At that point we went a few different routes to try and fix the problem. One guy made clip on brackets that went between the 14″ leg gap at the module ends. These provided more stability in one direction. I had dreams of bent metal rods that fit through holes on the EMT to form the classic “X” supporting shape, or went diagonally to the module to give the structural triangle shape, but never made it through to a prototype. Another guy used thin wall PVC and “T” fittings to make some supports between the far legs on his 5′ modules. But by show time we did not have a proven stable design to fix the issue. All we had was hope that no one would really bump the module hard – at least not the yard modules.
With this in the back of my mind leading up to the show, I took the first opportunity after the modules were setup and someone starting loading cars onto the track, to whack the module. Half expecting the cars to flip onto their sides, I was pleasantly surprised to see them rock a bit and then settle down quickly. I checked that they were metal wheel sets (usually roll really well) , and they were. Holly suspension bridge Batman, the modules were finally reasonable stable when all were clamped together in an “L” shape. A combination of the curve, the mass, the shear length and whatever other mechanical miracles came together in one stable layout.
The Perfect Module Leg
Probably not, but it met most of the goals, and is working. How do I feel it stacks up?
- take up little room – for this show all 46 legs for the entire layout fit into an old WWII duffel bag.
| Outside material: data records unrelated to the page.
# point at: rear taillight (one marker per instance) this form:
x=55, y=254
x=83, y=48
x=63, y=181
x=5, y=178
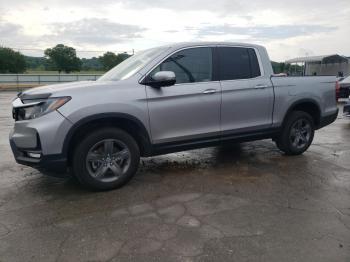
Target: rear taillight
x=337, y=90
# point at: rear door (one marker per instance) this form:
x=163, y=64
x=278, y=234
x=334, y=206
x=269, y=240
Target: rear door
x=190, y=109
x=247, y=95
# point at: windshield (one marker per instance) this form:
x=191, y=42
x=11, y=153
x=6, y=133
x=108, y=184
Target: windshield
x=131, y=65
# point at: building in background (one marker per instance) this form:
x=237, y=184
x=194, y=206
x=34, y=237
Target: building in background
x=335, y=64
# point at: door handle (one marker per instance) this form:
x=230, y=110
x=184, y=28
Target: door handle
x=260, y=86
x=209, y=91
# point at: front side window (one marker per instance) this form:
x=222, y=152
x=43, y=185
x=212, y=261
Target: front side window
x=238, y=63
x=189, y=65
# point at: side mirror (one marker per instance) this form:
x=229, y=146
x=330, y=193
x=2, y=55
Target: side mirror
x=161, y=78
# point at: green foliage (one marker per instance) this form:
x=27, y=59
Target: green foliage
x=11, y=61
x=62, y=58
x=110, y=59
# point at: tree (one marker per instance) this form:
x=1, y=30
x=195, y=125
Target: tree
x=110, y=59
x=63, y=58
x=11, y=61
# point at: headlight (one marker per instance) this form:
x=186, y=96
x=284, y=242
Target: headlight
x=34, y=109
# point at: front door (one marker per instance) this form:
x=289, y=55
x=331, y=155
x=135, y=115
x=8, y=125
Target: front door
x=190, y=109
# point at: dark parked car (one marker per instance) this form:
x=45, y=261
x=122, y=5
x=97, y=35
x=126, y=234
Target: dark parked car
x=344, y=88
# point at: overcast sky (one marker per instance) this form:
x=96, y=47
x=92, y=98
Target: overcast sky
x=297, y=28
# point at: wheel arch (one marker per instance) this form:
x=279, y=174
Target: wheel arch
x=309, y=106
x=126, y=122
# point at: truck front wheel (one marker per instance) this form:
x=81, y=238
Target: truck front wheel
x=297, y=133
x=105, y=159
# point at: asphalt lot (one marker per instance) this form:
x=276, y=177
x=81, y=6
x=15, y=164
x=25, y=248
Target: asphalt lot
x=243, y=202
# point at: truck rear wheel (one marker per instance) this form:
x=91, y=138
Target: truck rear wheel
x=106, y=159
x=297, y=133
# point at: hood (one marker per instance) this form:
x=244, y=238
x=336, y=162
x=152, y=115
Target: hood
x=65, y=88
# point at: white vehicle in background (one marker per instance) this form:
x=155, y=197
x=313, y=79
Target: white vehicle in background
x=167, y=99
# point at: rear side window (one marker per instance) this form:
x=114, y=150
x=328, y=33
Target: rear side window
x=189, y=65
x=237, y=63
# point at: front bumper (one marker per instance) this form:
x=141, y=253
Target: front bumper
x=52, y=163
x=39, y=142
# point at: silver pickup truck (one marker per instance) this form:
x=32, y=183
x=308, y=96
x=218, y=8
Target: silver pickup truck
x=163, y=100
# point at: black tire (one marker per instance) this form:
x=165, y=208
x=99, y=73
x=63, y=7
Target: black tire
x=289, y=137
x=88, y=172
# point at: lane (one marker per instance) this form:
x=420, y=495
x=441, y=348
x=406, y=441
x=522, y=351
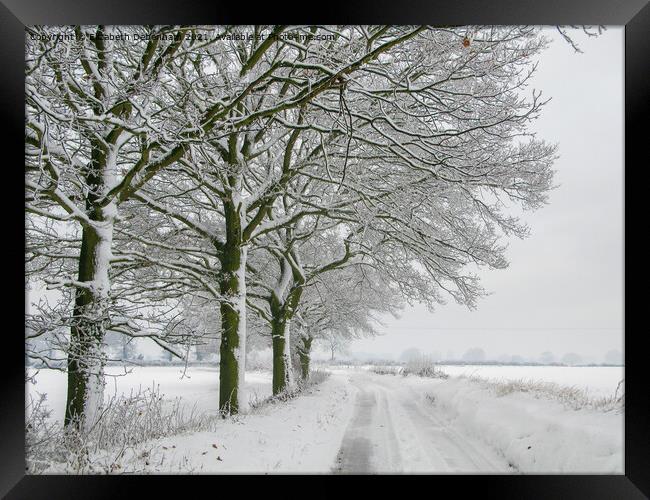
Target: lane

This would have been the size two sets of the old wood goal posts would have taken up. They even fit cross-ways in the back-seat, foot-well of a Prius.
- inexpensive – EMT and PVC are pennies-a-foot. The star threads and feet are more pricey, but no different than the hardware needed for wood legs. There is some man-hours in cutting and modifying the PVC, but we dealt with that by making a lot at one time – good old production line tactics.
- to be universal – the only leg that has a marking on it the first one I cut, and it is labeled as “master”. All the other legs are exactly the same height and interchangeable with every module. Due to the “stop screw” in the pocket being mounted at slightly different heights there is some need to use the adjustable feet, but we have 1.5″ of threading to compensate and only need at most a 1/4″ for this.
- to provide 2″ height flexibility – to be honest we only have 1.5″ of thread on the foot so that means we have less than that in flexibility. Hopefully we will never setup on a really unlevel floor, but if we do we will just need to bring a box of 3/4″ blocks to setup on in the really low spots.
- soft feet – The feet are not sponge cake, but they definitely are not likely to scratch a wood floor. Besides, if they are too soft of a plastic then debris just gets embedded in the plastic and it becomes sand paper.
- to be sturdy – Since this is kind of the definition of the purpose of a leg, you can see where I was really sweating Problem 5. In the end it looks like it is stable enough. I suspect as we grow, add more curves, add a branch and add other towns that it will become even more stable with the shear mass and number of legs on the floor.